The following discussion and analysis of our financial condition and results of operations should be read in conjunction with our unaudited condensed consolidated financial statements and related notes included elsewhere in this Quarterly Report on Form 10-Q and our audited consolidated financial statements and related notes thereto included in our Annual Report on Form 10-K for the year ended December 31, 2023, which was filed with the SEC on March 14, 2024. In addition to historical financial information, this discussion contains forward-looking statements based upon current expectations that involve risks and uncertainties. Our actual results could differ materially from those anticipated in these forward-looking statements as a result of various factors, including those set forth under “Special Note Regarding Forward-Looking Statements” and “Risk Factors” and elsewhere in this Quarterly Report on Form 10-Q. Our fiscal year ends on December 31 each year.

Overview

We are a clinical-stage biopharmaceutical company developing a portfolio of small-molecule product candidates to address serious diseases, including oncology and obesity. Our programs are based on mechanisms of action that have achieved proof-of-concept in clinical trials in indications with significant unmet medical needs. We are advancing multiple drug candidates we believe have the potential to deliver improved clinical outcomes in the target indication as either single-agent or combination therapies. The most advanced product candidates in our pipeline – TERN-701, TERN-601 and TERN-501 – were internally discovered. Additionally, we have an ongoing discovery effort for the TERN-800 series of small-molecule glucose-dependent insulinotropic polypeptide receptor (GIPR) modulators for obesity, which have the potential to be combined with glucagon-like peptide-1 (GLP-1) receptor agonists.

TERN-701 is our proprietary, oral, potent, allosteric BCR-ABL inhibitor. Allosteric BCR-ABL inhibitors are a novel class of therapy for chronic myeloid leukemia (CML) that has demonstrated superior efficacy and safety compared to traditional active-site tyrosine kinase inhibitors (TKIs). In April 2024, we announced that in a Phase 1 healthy volunteer study, pharmacokinetic (PK) data showed no clinically significant difference in exposure between fed and fasted dosing. The ability to dose without regard to food represents a key potential differentiator within the allosteric BCR-ABL inhibitor class. Across the dose ranges administered to date (20 mg to 160 mg), TERN-701 PK was linear with a median half-life ranging from 8 to 12 hours. At the 80 mg and 160 mg doses, TERN-701 exposures over 24 hours met or exceeded the predicted efficacious concentrations based on preclinical data, consistent with observed clinical activity and safety at these doses in the ongoing clinical trial conducted by our partner, Hansoh Pharmaceuticals. Additionally, the PK profile of TERN-701 in Western participants was generally consistent with that observed in the Phase 1 clinical study in Chinese CML patients. Our global Phase 1 trial, the CARDINAL trial, is ongoing and is expected to include sites from the United States, Europe and other countries. We expect interim data from initial cohorts in the CARDINAL trial during the second half of 2024. TERN-701 received Orphan Drug Designation for the treatment of CML in March 2024.

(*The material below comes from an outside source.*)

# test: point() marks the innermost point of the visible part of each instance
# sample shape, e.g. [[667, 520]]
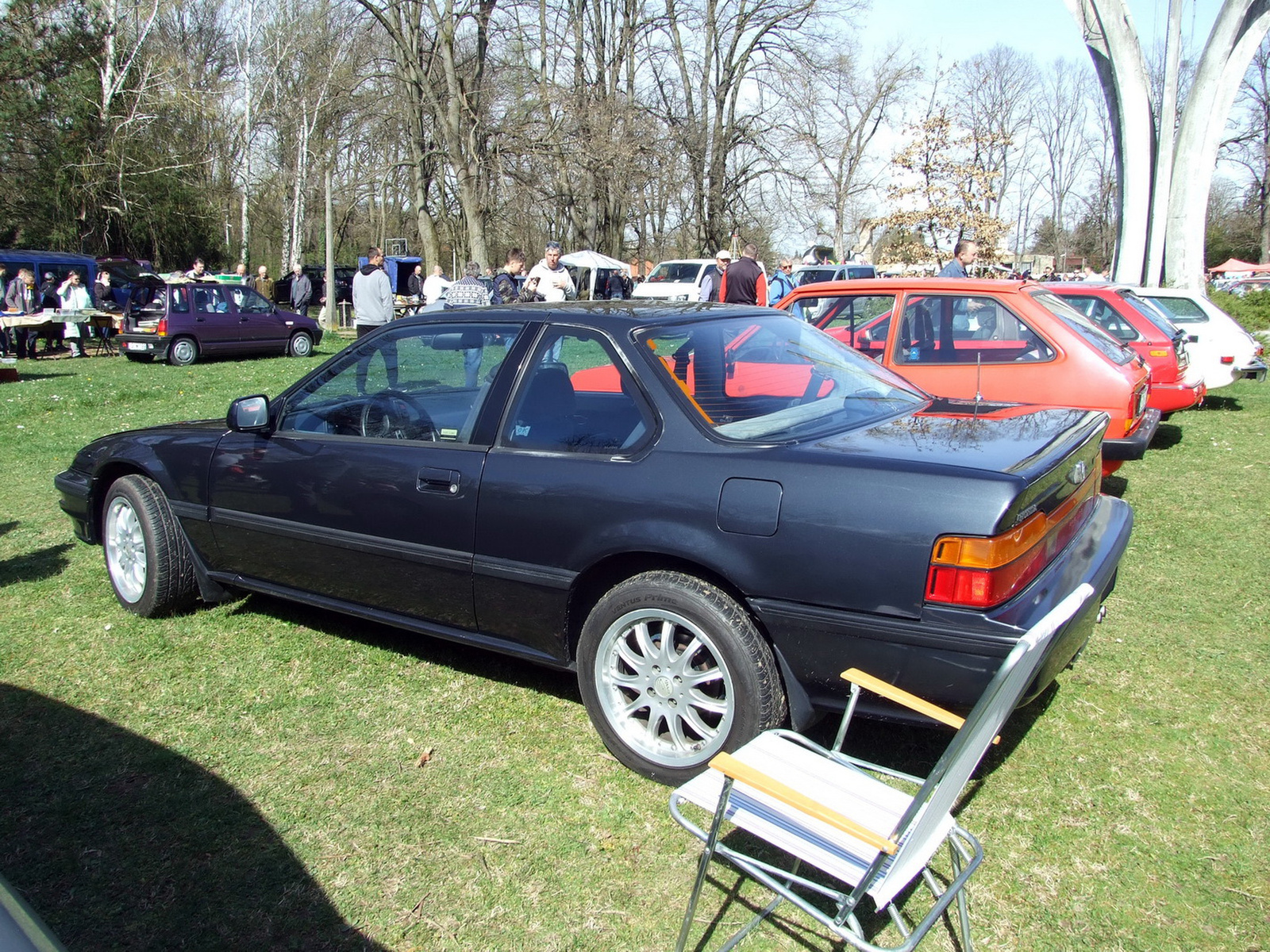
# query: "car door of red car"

TERN-601 is our small-molecule GLP-1 receptor agonist program that is intended to be orally administered for obesity and other metabolic diseases. We initiated a first-in-human, Phase 1 trial of TERN-601 for obesity in the fourth quarter of 2023. The multiple ascending dose (MAD) portion of the Phase 1 study is underway, testing once-daily administration of TERN-601. Preliminary safety findings from the ongoing, blinded Phase 1 SAD/MAD study have been unremarkable to date with no observations of liver enzyme elevations, drug induced liver injury or discontinuations due to treatment-related adverse events. We expect to report top-line 28-day weight loss data in the second half of 2024.

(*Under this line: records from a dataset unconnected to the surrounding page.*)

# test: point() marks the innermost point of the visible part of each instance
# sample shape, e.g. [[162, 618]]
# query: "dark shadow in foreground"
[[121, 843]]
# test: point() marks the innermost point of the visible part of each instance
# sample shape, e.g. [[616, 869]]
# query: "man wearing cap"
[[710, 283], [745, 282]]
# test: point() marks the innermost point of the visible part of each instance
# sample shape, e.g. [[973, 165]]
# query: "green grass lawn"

TERN-501 is our thyroid hormone receptor beta (THR-β) agonist for metabolic dysfunction-associated steatohepatitis (MASH) for which we announced positive top-line data from the Phase 2a DUET trial in August 2023. We have decided to limit spend in MASH given the current regulatory and clinical development requirements for the indication. We continue to evaluate opportunities for TERN-501 in metabolic diseases. Based on non-clinical studies, THR-β is an orthogonal mechanism to GLP-1, potentially providing broader metabolic and liver benefits in addition to increased weight loss. Non-clinical data suggests that TERN-501 may augment the weight loss effects of a GLP-1 receptor agonist, as demonstrated in a diet-induced obese mouse model.

The TERN-800 series is our ongoing discovery efforts to discover small molecule GIPR modulators for obesity, which we believe has the potential for combination with a GLP-1 receptor agonist, such as TERN-601. We are prioritizing our discovery efforts towards nominating a GIPR antagonist development candidate based on in-house discoveries and growing scientific rationale supporting the potential of GLP-1 receptor agonist and GIPR antagonist combinations for obesity.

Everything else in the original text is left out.